Seria absurdo, eu sei. Coisa de quem não tem a menor noção da diferença entre correlação e causalidade, não é mesmo? Mas é exatamente o que muitos fazem quando o assunto é o relativo sucesso escandinavo.

A região nórdica desperta os mais românticos suspiros por esquerdistas incapazes de nomear mais de 4 cidades ou apontar a localização dos países no mapa. Até o comunista Bernie Sanders tem dito que o modelo que tem em mente é o escandinavo, como se fosse o “socialismo que deu certo”, o que é ou fruto da ignorância ou da má-fé. Mas eis uma falácia muito repetida pela esquerda do mundo todo.

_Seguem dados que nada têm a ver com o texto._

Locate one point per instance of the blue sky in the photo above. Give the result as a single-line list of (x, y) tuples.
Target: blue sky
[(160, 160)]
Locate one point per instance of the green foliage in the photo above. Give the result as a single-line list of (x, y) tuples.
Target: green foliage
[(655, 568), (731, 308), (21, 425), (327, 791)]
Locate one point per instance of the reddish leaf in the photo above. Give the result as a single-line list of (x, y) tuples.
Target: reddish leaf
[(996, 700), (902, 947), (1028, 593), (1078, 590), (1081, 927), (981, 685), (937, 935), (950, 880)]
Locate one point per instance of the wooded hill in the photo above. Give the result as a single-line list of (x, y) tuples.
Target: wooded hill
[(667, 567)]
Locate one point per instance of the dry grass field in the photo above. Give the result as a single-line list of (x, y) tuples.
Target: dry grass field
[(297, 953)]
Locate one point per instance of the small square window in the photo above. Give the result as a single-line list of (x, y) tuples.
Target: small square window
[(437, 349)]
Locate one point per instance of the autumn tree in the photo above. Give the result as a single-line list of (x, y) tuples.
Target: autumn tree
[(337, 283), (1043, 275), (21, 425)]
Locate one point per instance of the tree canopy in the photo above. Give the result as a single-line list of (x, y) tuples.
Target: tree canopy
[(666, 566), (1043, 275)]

Por isso o livro Scandinavian Unexceptionalism: Culture, Markets and the Failure of Third-Way Socialism, de Nima Sanandaji, lançado recentemente pelo Institute of Economic Affairs, é uma leitura indispensável para quem não quer repetir besteira por aí e bancar o ignorante.

O autor é um sueco de origem curda que possui PhD pela Royal Institute of Technology, em Estocolmo. Ele já publicou 15 livros e é um pesquisador do Centre of Policy Studies em Londres. O pequeno livro em questão é rico em dados que derrubam, uma a uma, cada falácia repetida por quem não quer saber dos fatos para preservar os mitos.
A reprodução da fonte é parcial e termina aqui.